Roman

Gespenstische Erinnerungen an den eigenen Vater

Der Vater war ein Findelkind. Er wurde auf einer Türschwelle abgelegt und als ungeliebtes Adoptivkind großgezogen. Sein Sohn hört diese Geschichte zum ersten Mal als erwachsener Mann.

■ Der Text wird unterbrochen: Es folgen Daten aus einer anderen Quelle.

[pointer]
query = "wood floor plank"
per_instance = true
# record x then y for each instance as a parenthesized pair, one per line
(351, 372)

Es ist eine biographische Verblüffung, doch hätte es auch eine poetische sein können. Das Findelkind mit seinem assoziativen Hinterhof, der Wechselbalg, scheint wie geschaffen als Ursprungsmetapher für einen Autor wie John Burnside. Der ist Romancier, gewiss, doch dringlicher ist er Lyriker. In all seinen Werken findet man Gestaltwandler der dunklen Spielart. Auch in "Lügen über meinen Vater" taucht ein solches Wesen auf. Es hat zwei Beine; es fällt mit "harten, blitzenden Krallen", es wirft gespenstische Schatten, "Vogelkonturen", es löst nicht bloß Angst aus, sondern urzeitliches Entsetzen. Burnside ist einer der wenigen Gegenwartsautoren, die sich glaubwürdig in einem von der katholischen Mystik inspirierten Bildkosmos bewegen.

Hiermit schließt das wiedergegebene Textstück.